Un club qui gagne à sept reprises le Championnat de France et dont la gestion économique est unanimement saluée ne peut, a priori, que constituer une chance pour son territoire. Mais pour son développement, l’OL a de vastes ambitions européennes, notamment incarnées par le Grand Stade. Quelle place pourront alors trouver dans un projet aussi gigantesque, et unique en France, les acteurs économiques locaux ?
Le “premier ambassadeur” de la ville
“Est-ce que l‘OL est une chance pour Lyon ? Posez la question à Gérard Collomb, vous allez voir si ce n’est pas une chance pour le rayonnement de la ville”, affirme comme une évidence l’un des principaux partenaires commerciaux du club de foot. Quand il s’agit de montrer à quel point les Benzema, Juninho et autres crampons portent les couleurs de Lyon, les anecdotes pleuvent. Guy Mathiolon, président de la Chambre de Commerce et d’Industrie de Lyon, raconte que lors d’un voyage à Dubaï, une délégation lyonnaise a été accueillie par un émir qui, ignorant le protocole et Gérard Collomb, “s’est précipité en direction de Jean-Michel Aulas pour lui demander un tee-shirt de l’OL et un autographe de Benzema”.

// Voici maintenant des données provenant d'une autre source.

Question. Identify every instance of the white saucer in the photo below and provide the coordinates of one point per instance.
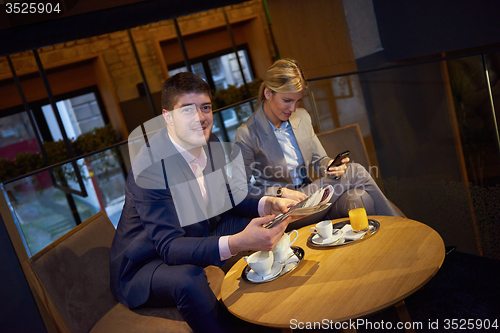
(252, 276)
(318, 240)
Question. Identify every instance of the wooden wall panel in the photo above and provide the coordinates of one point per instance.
(315, 33)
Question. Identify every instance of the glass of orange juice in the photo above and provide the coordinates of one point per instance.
(357, 214)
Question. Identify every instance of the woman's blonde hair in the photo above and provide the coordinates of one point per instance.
(284, 76)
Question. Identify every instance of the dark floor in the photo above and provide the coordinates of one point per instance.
(466, 288)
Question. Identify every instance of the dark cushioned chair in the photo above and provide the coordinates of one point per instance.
(70, 281)
(348, 138)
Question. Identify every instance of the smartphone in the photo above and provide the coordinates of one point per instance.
(338, 160)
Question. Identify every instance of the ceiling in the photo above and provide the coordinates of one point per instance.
(77, 19)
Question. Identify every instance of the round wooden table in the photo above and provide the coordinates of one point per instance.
(344, 282)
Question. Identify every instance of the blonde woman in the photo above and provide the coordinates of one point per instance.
(279, 146)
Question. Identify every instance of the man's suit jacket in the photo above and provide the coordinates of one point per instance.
(263, 156)
(150, 233)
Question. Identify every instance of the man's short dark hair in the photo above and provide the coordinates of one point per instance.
(180, 84)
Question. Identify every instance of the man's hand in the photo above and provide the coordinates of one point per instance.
(338, 171)
(292, 194)
(257, 238)
(277, 206)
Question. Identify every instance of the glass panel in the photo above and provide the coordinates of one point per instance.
(197, 69)
(16, 136)
(233, 118)
(43, 212)
(40, 210)
(79, 115)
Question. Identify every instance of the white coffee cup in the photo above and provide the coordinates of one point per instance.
(282, 249)
(324, 229)
(261, 262)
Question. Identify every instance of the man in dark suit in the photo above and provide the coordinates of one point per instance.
(181, 213)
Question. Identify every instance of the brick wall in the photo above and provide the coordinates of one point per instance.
(117, 52)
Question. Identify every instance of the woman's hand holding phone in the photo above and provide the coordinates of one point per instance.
(337, 166)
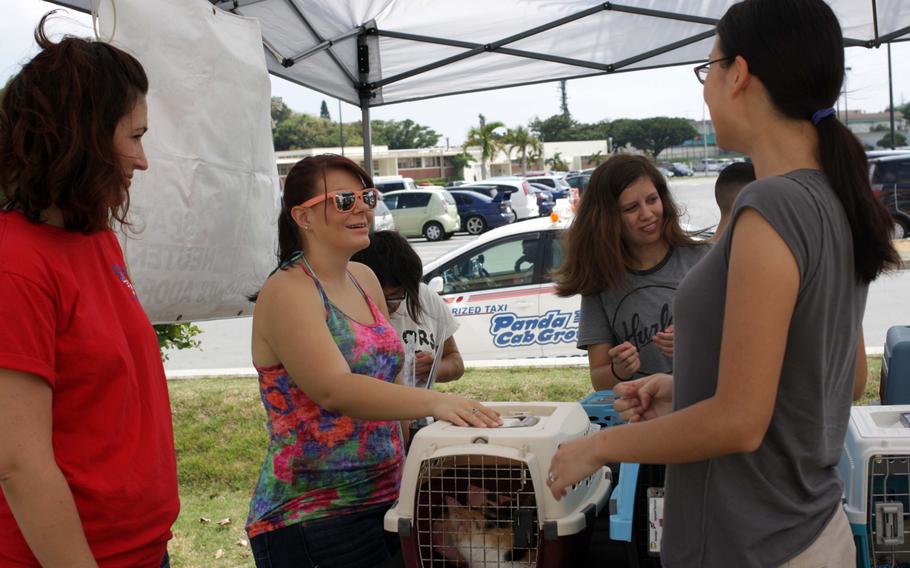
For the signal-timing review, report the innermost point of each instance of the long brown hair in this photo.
(796, 49)
(596, 256)
(57, 122)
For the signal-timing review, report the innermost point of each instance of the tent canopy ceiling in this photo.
(377, 52)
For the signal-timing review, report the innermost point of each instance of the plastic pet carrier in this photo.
(875, 469)
(895, 384)
(636, 504)
(477, 497)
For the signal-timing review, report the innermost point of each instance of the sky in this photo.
(641, 94)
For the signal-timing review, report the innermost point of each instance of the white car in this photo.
(522, 200)
(499, 289)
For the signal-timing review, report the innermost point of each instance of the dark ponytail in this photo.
(302, 183)
(796, 50)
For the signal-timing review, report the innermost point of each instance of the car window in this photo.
(502, 264)
(554, 258)
(413, 200)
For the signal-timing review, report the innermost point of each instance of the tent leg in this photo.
(367, 138)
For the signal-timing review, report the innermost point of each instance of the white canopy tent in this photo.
(377, 52)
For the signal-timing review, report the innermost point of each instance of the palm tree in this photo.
(556, 162)
(489, 141)
(521, 139)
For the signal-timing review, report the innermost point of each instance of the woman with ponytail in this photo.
(768, 348)
(328, 363)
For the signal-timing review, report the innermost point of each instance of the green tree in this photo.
(280, 111)
(176, 336)
(652, 134)
(488, 139)
(404, 134)
(556, 162)
(521, 139)
(885, 142)
(557, 128)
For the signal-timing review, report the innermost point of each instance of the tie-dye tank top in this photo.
(319, 463)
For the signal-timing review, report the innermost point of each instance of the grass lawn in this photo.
(219, 429)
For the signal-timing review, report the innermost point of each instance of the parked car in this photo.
(393, 183)
(890, 179)
(708, 165)
(431, 213)
(579, 182)
(556, 184)
(679, 169)
(480, 212)
(519, 191)
(545, 199)
(382, 217)
(500, 289)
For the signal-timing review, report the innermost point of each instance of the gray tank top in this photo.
(763, 508)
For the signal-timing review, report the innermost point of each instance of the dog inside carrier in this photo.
(477, 497)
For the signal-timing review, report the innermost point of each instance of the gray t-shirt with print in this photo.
(763, 508)
(641, 307)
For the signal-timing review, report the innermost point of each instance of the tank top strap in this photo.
(356, 283)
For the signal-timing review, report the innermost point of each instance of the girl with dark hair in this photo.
(626, 254)
(87, 464)
(769, 349)
(328, 361)
(417, 313)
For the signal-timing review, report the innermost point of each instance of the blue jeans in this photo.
(348, 541)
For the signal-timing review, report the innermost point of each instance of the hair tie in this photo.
(822, 114)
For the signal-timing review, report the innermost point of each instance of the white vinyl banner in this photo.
(205, 212)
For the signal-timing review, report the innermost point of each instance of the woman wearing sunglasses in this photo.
(418, 314)
(768, 349)
(328, 361)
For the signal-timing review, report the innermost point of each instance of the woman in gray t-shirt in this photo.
(769, 349)
(625, 253)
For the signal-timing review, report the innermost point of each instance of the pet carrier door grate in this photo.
(889, 504)
(476, 511)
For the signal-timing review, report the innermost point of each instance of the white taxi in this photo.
(500, 290)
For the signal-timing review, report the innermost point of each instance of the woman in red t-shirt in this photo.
(87, 464)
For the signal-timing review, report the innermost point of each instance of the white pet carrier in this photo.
(875, 469)
(478, 498)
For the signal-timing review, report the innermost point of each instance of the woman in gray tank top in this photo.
(768, 348)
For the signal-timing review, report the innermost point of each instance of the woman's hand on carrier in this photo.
(645, 398)
(664, 341)
(462, 411)
(573, 462)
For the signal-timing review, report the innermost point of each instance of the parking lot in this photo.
(225, 343)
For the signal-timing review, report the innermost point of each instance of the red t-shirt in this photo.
(70, 315)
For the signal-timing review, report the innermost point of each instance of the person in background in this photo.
(87, 465)
(418, 314)
(729, 183)
(328, 363)
(626, 254)
(769, 346)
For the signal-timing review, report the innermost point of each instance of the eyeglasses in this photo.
(701, 72)
(345, 199)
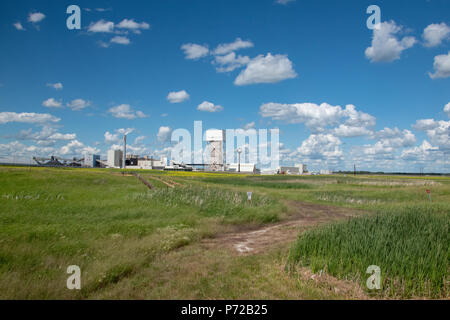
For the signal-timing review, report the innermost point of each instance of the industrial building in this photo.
(91, 160)
(215, 143)
(244, 168)
(298, 169)
(115, 158)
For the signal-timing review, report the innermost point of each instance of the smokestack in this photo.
(124, 151)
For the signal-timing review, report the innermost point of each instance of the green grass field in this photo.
(132, 242)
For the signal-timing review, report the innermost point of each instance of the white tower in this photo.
(215, 140)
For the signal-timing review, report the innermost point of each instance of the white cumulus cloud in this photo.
(434, 34)
(101, 26)
(120, 40)
(78, 104)
(52, 103)
(441, 66)
(238, 44)
(18, 26)
(347, 122)
(6, 117)
(164, 134)
(209, 107)
(177, 96)
(124, 111)
(447, 109)
(56, 86)
(386, 47)
(194, 51)
(266, 69)
(36, 17)
(132, 25)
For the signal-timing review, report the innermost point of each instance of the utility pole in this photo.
(124, 164)
(239, 150)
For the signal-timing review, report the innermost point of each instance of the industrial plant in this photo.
(215, 140)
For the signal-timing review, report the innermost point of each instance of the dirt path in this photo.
(258, 240)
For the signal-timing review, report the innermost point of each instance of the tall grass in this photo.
(252, 182)
(231, 205)
(411, 246)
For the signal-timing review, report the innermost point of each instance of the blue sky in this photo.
(301, 66)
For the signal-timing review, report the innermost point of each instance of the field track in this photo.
(254, 241)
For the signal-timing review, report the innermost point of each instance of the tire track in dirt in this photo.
(254, 241)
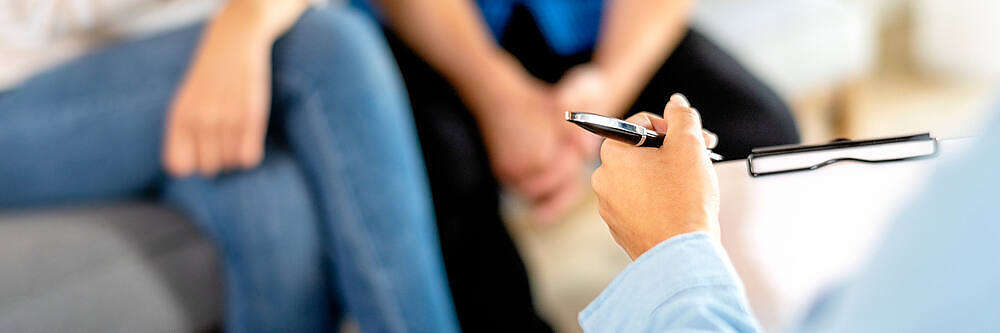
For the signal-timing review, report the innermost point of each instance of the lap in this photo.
(91, 128)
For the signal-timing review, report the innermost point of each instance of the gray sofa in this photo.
(125, 267)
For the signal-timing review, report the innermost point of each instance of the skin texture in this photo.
(218, 118)
(648, 195)
(531, 148)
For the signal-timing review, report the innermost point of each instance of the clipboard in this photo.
(799, 158)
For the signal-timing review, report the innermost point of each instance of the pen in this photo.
(620, 130)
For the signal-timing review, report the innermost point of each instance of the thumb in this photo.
(683, 122)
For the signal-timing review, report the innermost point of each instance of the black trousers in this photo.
(487, 277)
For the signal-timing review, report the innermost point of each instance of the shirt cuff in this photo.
(687, 261)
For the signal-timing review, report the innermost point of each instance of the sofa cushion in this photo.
(105, 268)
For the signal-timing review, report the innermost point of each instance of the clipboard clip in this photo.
(798, 158)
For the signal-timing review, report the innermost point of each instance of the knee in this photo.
(337, 44)
(259, 215)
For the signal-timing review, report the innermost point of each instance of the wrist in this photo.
(256, 23)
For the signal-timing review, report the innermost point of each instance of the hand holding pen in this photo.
(639, 135)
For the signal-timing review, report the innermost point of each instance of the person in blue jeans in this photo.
(935, 271)
(287, 138)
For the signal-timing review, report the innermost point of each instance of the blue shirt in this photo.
(938, 270)
(569, 26)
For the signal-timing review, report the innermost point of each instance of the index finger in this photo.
(684, 121)
(649, 120)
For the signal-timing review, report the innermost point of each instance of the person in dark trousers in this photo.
(489, 82)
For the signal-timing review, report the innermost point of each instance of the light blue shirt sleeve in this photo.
(937, 270)
(683, 284)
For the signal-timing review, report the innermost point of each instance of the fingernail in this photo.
(680, 98)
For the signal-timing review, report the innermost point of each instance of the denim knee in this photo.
(336, 45)
(265, 215)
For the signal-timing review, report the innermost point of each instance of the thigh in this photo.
(485, 271)
(732, 102)
(263, 222)
(343, 112)
(91, 128)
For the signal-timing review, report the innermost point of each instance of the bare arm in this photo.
(218, 118)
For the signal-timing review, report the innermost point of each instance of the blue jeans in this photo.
(336, 219)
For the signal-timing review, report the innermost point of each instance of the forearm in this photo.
(453, 38)
(636, 37)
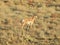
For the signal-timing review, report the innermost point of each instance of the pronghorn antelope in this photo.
(28, 21)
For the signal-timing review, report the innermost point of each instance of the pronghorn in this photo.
(28, 21)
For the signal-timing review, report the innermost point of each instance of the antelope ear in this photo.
(36, 16)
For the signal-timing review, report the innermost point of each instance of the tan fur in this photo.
(28, 21)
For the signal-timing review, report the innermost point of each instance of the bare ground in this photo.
(45, 30)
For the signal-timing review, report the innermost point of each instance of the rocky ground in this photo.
(45, 30)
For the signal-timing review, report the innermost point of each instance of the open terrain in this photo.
(45, 29)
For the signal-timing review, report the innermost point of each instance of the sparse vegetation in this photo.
(45, 28)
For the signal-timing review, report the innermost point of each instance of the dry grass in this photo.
(45, 30)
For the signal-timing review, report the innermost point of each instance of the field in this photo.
(45, 29)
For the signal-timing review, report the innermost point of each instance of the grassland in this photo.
(45, 30)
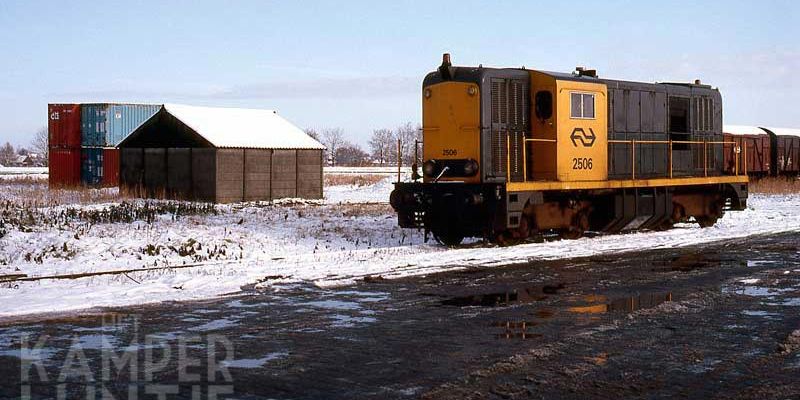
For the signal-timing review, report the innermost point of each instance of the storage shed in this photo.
(220, 155)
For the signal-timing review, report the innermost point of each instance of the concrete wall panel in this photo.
(155, 172)
(309, 174)
(284, 174)
(179, 173)
(257, 175)
(230, 175)
(131, 173)
(204, 174)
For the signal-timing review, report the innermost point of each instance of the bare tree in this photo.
(408, 134)
(381, 145)
(7, 154)
(40, 144)
(351, 155)
(332, 138)
(312, 132)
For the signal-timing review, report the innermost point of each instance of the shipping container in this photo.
(91, 166)
(65, 167)
(110, 167)
(752, 152)
(64, 125)
(106, 125)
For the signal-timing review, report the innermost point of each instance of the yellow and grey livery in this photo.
(511, 152)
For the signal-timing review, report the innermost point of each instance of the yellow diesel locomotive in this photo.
(509, 153)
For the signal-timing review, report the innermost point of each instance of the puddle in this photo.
(215, 325)
(334, 304)
(252, 363)
(625, 304)
(96, 342)
(515, 330)
(347, 321)
(502, 299)
(34, 355)
(367, 297)
(759, 313)
(240, 304)
(686, 263)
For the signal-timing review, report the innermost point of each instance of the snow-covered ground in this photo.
(27, 172)
(351, 234)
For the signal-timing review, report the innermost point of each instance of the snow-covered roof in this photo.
(243, 128)
(743, 130)
(784, 131)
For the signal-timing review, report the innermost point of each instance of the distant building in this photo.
(29, 160)
(220, 155)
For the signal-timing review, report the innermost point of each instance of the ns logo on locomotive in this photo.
(512, 152)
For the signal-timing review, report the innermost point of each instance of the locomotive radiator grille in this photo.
(509, 120)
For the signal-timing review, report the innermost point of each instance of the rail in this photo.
(740, 151)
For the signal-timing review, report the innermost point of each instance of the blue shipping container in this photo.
(91, 166)
(106, 125)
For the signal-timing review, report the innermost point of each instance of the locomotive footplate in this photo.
(449, 210)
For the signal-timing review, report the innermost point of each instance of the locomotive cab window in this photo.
(544, 105)
(582, 105)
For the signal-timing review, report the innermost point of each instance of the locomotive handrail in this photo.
(633, 143)
(705, 144)
(525, 154)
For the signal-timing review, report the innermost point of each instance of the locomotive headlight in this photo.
(429, 168)
(470, 168)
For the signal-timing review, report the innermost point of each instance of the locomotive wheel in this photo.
(707, 221)
(580, 224)
(448, 237)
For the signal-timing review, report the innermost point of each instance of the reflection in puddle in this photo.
(626, 304)
(501, 299)
(684, 263)
(215, 325)
(249, 363)
(515, 330)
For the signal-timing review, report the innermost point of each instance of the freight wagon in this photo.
(513, 152)
(769, 151)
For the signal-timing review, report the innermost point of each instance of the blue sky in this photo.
(358, 65)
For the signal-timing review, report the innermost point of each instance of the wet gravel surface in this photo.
(718, 321)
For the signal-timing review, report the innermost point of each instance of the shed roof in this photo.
(743, 130)
(784, 131)
(243, 128)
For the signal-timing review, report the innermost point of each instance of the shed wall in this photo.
(230, 175)
(131, 164)
(257, 164)
(309, 174)
(155, 172)
(204, 174)
(284, 173)
(179, 173)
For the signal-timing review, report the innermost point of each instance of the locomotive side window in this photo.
(678, 114)
(582, 105)
(544, 104)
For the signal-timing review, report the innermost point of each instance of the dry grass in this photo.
(775, 186)
(352, 179)
(36, 193)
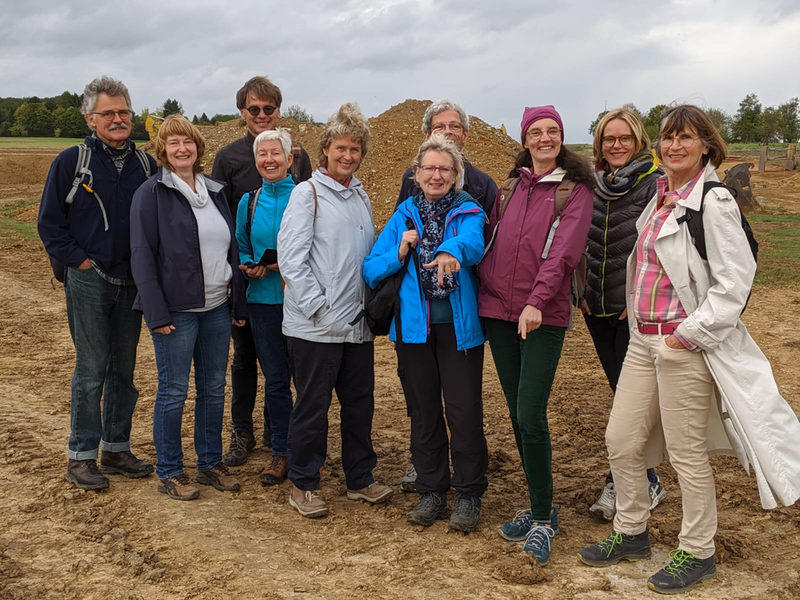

Cet automne, à l’occasion d’un concert à Lyon, le rappeur américain Snoop Dogg a proposé pour intermèdes une version toute personnelle du fameux “qui ne saute pas n’est pas Lyonnais”, affublé sur la scène de la Halle Tony Garnier du maillot de l’OL et brandissant un drapeau français. OL ambassadeur de Lyon sur la scène internationale, sportive mais aussi économique, “la réponse est oui, évidemment”, répondent en chœur les partenaires du club. Mais cette machine de promotion bien huilée porte-t-elle ses fruits sur sa propre terre ?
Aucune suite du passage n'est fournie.